Es sind die Anfangsworte eines der großartigsten Lieder der Menschheitsgeschichte. Maria singt sie, betend.

Ihrem Lied ist ein besonderes Ereignis vorangegangen. Maria hat die Botschaft durch den Engel Gabriel empfangen: Du wirst ein Kind bekommen, das Sohn des Höchsten genannt wird und auf Davids Thron für immer herrschen wird.

So antwortet Maria ergriffen von der Vorfreude auf die Geburt ihres Sohnes mit dem berühmt gewordenen Magnificat, wie dieses Lied nach dem lateinischen Anfangswort genannt wird.

Magnificat – ins Deutsche übersetzt „meine Seele macht Gott groß, hält große Stücke von Gott.“Maria singt und kündet von Gottes großen Taten. Ihre Worte nehmen Verheißungen aus dem Alten Testament auf. 

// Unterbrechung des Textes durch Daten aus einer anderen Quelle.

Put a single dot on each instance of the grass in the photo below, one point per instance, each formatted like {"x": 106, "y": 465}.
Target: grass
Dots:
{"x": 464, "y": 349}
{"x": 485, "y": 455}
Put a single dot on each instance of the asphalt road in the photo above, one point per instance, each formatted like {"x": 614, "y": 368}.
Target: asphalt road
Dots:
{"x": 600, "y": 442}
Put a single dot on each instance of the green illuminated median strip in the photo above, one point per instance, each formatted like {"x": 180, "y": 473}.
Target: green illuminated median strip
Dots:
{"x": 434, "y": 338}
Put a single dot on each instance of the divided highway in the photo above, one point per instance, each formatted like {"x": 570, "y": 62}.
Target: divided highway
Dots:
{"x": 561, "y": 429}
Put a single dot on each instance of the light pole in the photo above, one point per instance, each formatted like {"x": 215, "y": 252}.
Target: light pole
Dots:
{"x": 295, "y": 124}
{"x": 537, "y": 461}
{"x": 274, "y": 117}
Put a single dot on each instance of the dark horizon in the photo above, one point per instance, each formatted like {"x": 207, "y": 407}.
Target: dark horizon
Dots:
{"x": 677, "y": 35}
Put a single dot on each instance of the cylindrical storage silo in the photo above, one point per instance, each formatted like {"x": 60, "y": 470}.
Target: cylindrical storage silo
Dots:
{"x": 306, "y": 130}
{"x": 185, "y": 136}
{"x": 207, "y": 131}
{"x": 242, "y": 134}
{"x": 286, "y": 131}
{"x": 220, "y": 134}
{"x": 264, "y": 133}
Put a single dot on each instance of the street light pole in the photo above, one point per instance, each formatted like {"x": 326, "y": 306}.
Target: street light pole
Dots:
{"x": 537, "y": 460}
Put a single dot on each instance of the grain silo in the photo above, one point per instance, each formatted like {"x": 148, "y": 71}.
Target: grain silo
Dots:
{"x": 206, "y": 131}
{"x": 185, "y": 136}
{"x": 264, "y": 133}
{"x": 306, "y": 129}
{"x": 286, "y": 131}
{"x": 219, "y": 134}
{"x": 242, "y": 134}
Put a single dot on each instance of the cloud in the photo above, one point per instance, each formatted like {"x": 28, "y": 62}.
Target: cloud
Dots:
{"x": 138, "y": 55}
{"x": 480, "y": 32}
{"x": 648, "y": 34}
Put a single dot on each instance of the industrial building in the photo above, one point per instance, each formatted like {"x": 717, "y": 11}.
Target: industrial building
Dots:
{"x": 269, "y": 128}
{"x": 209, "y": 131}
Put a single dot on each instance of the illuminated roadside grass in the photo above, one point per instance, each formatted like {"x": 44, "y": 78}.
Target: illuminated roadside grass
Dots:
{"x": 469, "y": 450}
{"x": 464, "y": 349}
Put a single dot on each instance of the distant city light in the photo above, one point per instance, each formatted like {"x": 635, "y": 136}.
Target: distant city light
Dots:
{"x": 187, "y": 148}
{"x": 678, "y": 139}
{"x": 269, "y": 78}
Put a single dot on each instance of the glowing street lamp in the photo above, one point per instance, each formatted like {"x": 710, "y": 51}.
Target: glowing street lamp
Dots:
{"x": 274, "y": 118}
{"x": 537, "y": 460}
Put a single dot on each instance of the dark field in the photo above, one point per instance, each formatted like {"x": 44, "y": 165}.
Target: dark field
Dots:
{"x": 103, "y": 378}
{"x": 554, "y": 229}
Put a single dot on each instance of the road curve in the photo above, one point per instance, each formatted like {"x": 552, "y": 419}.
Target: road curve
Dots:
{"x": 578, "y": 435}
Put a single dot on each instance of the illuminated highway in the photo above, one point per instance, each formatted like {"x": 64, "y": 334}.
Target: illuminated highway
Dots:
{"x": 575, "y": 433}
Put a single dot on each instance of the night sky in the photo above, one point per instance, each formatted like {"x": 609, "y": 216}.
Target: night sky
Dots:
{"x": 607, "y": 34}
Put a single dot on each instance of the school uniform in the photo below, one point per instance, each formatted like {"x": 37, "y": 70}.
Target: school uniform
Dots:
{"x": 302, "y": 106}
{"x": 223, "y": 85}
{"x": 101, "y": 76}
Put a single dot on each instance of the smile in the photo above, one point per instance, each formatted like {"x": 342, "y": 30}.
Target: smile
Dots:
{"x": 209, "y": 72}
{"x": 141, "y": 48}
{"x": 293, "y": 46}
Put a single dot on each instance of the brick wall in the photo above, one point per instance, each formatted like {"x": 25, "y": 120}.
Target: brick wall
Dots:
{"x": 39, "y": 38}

Es klingt an, dass Gottes Name heilig ist. Seine Barmherzigkeit gilt denen, die ihn fürchten. Diejenigen, die Macht haben und hochmütig sind, können sich nicht in Sicherheit wiegen. Von der Erwählung Israels lässt Gott nicht ab.

Diese Aussagen finden sich an vielen Stellen des Alten Testaments und werden hier zusammengefasst. Aus den vielen Stimmen wird ein harmonisches Lied.

Es entspricht ganz und gar unserer menschlichen Sehnsucht, in dieses Lied mit einzustimmen. Wir wünschen uns, dass negative Lebensumstände beseitigt werden. Ein verständlicher Wunschgedanke...

Doch sogleich erhebt sich die kritische Stimme in uns, ob das denn wirklich sein kann. Maria preist Gott für seine Taten. Aber benötigt Jesus dazu nicht die erforderliche weltliche Macht?

Doch Jesus kam nicht in einem Palast auf die Welt. Er wirkte auch nicht auf dem Thron Davids als ein Herrscher, der mit Macht die Umstände seiner Zeit verändert hätte. Vielmehr wird er in Armut in einer Krippe geboren und erleidet am Ende die Ohnmacht des Kreuzes.

Nichts scheint sich zu ändern in dieser Welt, wie wir es gerade erschreckend im Krieg in der Ukraine erleben. Die Mächtigen machen die Kleinen nieder.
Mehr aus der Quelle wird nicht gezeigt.